April 23, 2008 at 6:40 am Leave a comment

Linux is slowly becoming ubiquitous.

By 2013, with the increasing sophistication of cell phones and the inevitable popularity* of mini-laptops like the Eee PC (Asus), Mini-Note (HP), and Cloudbook (Everex), Linux will become a real option for many consumers who will not make the switch from Windows after the purchase. According to ABI Reserach (via Matt Asey blog on CNET), 20% of the mobile market will be running on a Linux-based platform.

Linux in the Park

What once was considered an impossibility, Windows will eventually not be in every computer you turn on. Not only that, but there will be a fairly decent chance that the version that you are working on will be unfamiliar and there will be a varying learning curve.

What does that mean for non-software developers, or production-line-based business?

First, it shows that no matter how powerful a company may seem, there are always chinks in the armor that can be exploited. Microsoft Windows, for all its good features, is really expensive to produce. It does not make sense for Windows to be in every mobile phone as many of the American carriers have chosen to (practically) give away phones for free with a 2-year commitment. A Linux-based OS provides opportunity for those carriers to improve the quality of the experience on their phones without raising prices. Every company in the world has made choices about how to offer their product or service. The key for competitors is to exploit the differences.

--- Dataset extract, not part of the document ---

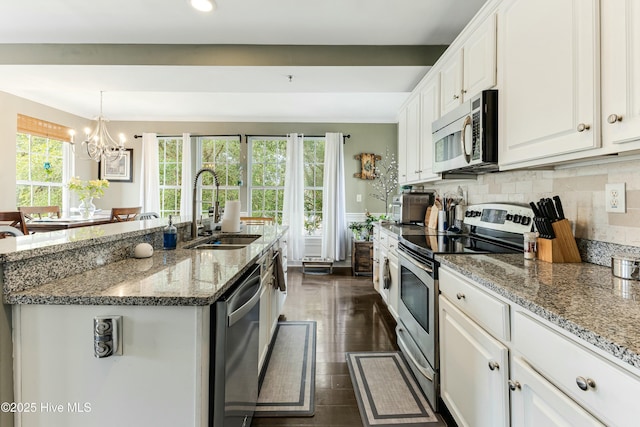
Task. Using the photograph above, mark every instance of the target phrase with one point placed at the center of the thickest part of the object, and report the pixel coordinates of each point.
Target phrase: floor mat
(288, 383)
(386, 392)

Secondly, those who cannot accurately forecast up-and-coming developments in their field will be left behind. This reinforces the fact that you (yes, YOU, my dear reader) need to read the WSJ, need to read a trade publication, need to read about things that are happening outside of the industry, and need to continually improve yourself if you want to compete. There is no law that states that your company WILL make more money in the future. Calculated risk is acceptable and necessary in order to proceed. Understanding the existing and future market is critical in developing that calculation. This is important for companies AND individuals (that is, if you care at all about your career).

*Assuming that the market regulates itself and that there are some crazy government regulations that prevent people from taking advantage of awesomeness or the companies don’t start trying to trick their customers.